Marriage With Foreigners Act, 1906

Marriages of British subjects with foreigners abroad.

54 & 55 Vict. c. 36.

1.(1) Any British subject who desires to be married in a foreign country to a foreigner according to the law of that country may, if it is desired for the purpose of complying with the requirement of the law of that country to obtain the certificate hereinafter mentioned, give notice of the marriage, if resident in the United Kingdom, to the registrar, and if resident abroad, to the marriage officer, and apply to the registrar or officer for a certificate that after proper notices have been given no legal impediment to the marriage has been shown to the registrar or officer to exist, and the registrar or officer shall, after the conditions set out in the Schedule to this Act have been complied with, give the certificate applied for, unless the certificate is forbidden or a caveat is in operation as provided in that Schedule, or some legal impediment to the marriage is shown to the registrar or officer to exist.

(2) If a person—

(a) knowingly and wilfully makes a false oath or signs a false notice of marriage for the purpose of a certificate under this section; or

(b) forbids the granting of a certificate under this section by falsely representing himself to be a person who is authorised to forbid the certificate, knowing that representation to be false,

that person shall be guilty of perjury, and, if the offence is committed abroad, may be tried in any county or place in the United Kingdom in which the offender may be, and dealt with in the same manner in all respects as if the offence had been committed in that county or place.

(3) If any person enters a caveat on grounds which the registrar or officer or, in case of appeal, the Registrar-General declares to be frivolous, that person shall be liable to pay as a debt to the applicant for the certificate such sum as the registrar or officer or, in the case of appeal, the Registrar-General considers to be proper compensation for the damage caused to the applicant by the entering of the caveat.

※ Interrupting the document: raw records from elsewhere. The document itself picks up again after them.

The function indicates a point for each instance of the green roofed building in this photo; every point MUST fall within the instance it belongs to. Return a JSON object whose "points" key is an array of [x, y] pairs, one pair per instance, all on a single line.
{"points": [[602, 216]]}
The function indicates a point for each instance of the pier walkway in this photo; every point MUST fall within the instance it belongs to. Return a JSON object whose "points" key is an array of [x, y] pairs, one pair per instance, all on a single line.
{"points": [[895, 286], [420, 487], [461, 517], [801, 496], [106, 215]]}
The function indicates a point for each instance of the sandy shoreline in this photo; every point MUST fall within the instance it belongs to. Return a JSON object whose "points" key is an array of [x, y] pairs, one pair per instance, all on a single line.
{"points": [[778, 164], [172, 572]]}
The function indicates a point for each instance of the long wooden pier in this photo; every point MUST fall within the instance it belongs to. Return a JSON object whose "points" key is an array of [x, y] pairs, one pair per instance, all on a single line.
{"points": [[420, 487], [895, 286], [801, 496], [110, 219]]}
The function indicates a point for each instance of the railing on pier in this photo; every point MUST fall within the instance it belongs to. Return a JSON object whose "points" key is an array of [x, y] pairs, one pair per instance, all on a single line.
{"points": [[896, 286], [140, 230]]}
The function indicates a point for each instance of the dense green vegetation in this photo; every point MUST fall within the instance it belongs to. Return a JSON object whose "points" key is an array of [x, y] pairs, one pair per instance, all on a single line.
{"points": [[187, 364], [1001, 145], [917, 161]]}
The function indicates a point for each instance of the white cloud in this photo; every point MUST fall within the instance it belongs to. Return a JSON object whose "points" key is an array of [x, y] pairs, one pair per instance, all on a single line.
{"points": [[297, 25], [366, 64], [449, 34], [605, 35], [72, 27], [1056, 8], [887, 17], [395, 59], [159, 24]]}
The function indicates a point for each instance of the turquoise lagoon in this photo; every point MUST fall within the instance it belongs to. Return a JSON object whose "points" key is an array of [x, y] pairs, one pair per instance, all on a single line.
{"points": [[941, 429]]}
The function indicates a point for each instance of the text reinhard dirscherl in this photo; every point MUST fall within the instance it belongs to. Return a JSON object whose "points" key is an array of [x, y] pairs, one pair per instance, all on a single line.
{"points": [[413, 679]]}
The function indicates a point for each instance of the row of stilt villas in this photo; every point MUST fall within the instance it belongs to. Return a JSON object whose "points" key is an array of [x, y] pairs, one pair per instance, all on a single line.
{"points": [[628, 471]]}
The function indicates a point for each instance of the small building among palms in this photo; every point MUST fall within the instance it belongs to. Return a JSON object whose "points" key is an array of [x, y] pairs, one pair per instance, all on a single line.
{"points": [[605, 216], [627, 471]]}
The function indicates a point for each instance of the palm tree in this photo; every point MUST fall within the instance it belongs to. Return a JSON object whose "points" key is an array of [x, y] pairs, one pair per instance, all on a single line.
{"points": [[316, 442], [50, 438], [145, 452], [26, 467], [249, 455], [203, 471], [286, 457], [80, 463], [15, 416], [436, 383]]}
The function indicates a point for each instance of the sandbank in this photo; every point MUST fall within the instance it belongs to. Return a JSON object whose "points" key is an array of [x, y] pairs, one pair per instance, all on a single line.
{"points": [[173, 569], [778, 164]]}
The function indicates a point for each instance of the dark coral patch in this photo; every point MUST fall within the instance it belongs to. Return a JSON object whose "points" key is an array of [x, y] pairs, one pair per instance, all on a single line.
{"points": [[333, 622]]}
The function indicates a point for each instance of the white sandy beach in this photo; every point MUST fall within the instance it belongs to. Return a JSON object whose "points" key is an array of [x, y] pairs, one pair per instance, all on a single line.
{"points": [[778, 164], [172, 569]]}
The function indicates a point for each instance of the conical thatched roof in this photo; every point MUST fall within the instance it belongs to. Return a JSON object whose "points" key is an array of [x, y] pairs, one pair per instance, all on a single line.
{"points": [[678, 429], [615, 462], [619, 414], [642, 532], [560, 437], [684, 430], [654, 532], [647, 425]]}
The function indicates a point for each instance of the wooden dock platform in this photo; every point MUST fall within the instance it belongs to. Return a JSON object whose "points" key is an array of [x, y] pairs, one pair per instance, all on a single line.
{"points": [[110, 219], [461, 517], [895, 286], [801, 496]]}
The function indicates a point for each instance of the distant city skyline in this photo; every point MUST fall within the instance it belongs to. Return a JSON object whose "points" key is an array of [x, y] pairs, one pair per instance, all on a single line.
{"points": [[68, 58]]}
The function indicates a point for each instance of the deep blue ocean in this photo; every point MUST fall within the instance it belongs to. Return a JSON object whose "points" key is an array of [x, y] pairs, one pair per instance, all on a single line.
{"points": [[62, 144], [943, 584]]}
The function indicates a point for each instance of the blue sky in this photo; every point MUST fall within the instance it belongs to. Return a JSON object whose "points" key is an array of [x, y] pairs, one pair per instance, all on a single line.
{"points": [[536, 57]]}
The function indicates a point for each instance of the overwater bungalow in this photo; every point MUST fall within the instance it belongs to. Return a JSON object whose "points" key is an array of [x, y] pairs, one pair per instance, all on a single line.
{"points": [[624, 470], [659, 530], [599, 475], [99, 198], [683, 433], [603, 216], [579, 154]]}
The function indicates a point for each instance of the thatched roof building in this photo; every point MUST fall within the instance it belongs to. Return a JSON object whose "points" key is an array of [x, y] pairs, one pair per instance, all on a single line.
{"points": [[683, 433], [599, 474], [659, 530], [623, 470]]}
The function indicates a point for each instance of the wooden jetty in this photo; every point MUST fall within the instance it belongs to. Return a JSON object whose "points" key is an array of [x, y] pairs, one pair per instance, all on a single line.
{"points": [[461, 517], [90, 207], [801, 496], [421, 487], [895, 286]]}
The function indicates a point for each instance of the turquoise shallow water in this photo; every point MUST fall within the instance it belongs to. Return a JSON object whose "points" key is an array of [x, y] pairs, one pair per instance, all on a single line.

(4) Such fees may be charged in respect of any notice of an intended marriage, or any application for or grant of a certificate, or the entering of a caveat under this section, as may be fixed, as respects certificates to be granted by or caveats entered with registrars, by the Registrar-General, with the consent of His Majesty in Council, and, as respects certificates to be granted by or caveats entered with a marriage officer, as may be fixed by Order under the Consular Salaries and Fees Act, 1891.